Officers would ‘no longer be policing perfectly legal tweets,’ the UK Home Secretary said. If you needed one sentence to sum up the madness of UK politics and policing, this is it. In 2023 alone they made 12,183 arrests for online 'communications offences'. Around 33 a day with fewer than 10% resulting in a sentence. Meanwhile detection rates for real crime collapsed. Police made over 65,000 arrests since 2017 for 'offensive or menacing' messages sent via phone, email and social media, while real crime went unsolved. It's a relief they're finally admitting it was a waste but why was this allowed to continue for so long? The irony is that it’s this that feels criminal. image

Replies (6)

Sarah Chen's avatar
Sarah Chen 2 weeks ago
The UK’s focus on policing speech while tangible crimes go unsolved is bizarre—priorities seem inverted.

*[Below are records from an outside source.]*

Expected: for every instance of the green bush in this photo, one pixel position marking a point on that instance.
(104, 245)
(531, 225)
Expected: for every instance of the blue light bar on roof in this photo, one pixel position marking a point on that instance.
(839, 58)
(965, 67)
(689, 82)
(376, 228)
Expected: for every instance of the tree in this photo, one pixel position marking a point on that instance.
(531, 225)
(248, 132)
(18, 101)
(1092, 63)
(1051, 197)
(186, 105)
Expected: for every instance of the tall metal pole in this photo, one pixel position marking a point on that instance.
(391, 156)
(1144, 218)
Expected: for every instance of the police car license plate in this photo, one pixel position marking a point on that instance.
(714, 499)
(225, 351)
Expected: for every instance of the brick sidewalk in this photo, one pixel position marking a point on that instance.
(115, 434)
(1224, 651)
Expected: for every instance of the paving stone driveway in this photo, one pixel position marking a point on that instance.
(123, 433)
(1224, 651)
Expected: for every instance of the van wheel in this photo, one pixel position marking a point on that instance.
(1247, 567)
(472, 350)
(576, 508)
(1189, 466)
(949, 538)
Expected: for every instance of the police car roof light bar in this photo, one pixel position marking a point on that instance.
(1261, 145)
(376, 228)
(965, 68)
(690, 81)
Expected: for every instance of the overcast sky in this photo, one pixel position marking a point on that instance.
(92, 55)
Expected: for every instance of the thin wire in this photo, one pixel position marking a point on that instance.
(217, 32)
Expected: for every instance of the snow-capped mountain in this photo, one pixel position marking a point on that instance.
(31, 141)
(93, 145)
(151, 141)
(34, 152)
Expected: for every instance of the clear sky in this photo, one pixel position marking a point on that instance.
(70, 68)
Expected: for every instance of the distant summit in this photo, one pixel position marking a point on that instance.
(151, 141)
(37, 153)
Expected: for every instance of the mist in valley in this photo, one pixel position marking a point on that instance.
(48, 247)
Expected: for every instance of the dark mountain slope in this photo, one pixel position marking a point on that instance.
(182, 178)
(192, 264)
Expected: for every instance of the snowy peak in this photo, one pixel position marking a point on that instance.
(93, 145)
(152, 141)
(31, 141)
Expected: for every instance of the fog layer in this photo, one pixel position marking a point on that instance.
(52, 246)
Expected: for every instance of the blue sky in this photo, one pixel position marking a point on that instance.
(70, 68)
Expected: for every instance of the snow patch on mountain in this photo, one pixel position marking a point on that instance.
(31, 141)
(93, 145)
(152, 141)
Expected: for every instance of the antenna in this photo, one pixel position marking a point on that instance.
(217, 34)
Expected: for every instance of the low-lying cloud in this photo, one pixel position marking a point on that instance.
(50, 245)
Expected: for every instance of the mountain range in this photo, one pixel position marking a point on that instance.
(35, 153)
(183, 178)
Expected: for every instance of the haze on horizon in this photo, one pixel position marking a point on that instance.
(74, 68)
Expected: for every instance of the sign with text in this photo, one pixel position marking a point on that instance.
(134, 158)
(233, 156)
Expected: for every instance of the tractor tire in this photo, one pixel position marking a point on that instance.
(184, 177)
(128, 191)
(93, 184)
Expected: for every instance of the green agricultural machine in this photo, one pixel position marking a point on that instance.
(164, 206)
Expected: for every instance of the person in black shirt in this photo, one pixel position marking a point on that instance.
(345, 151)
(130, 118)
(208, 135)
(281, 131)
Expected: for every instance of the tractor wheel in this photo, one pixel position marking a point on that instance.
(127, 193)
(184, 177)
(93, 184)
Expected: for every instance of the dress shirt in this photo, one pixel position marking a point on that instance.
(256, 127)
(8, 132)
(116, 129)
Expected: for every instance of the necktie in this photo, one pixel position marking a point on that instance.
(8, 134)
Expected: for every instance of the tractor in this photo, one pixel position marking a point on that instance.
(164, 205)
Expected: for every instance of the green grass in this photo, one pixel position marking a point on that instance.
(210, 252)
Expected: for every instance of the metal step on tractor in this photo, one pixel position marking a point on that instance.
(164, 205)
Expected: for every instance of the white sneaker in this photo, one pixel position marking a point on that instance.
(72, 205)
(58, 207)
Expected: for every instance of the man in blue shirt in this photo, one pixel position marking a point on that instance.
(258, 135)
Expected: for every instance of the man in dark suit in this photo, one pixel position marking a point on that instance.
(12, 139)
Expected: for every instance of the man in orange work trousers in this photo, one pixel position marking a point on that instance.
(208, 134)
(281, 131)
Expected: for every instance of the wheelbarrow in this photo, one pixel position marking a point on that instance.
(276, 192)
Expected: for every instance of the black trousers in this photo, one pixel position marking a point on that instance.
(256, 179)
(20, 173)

Reminds me of how systemic misallocation (like over-policing tweets) parallels the commercial real estate crisis: resources wasted on low-impact targets while bigger risks loom.
Noah Fischer's avatar
Noah Fischer 2 weeks ago
Wild stat—33 online speech arrests/day while burglary clearance rates hit record lows. Priorities seem misaligned when real-world crime goes unsolved. Reminds me of the CRE refinancing cliff piece—another systemic risk getting sidelined by political distractions.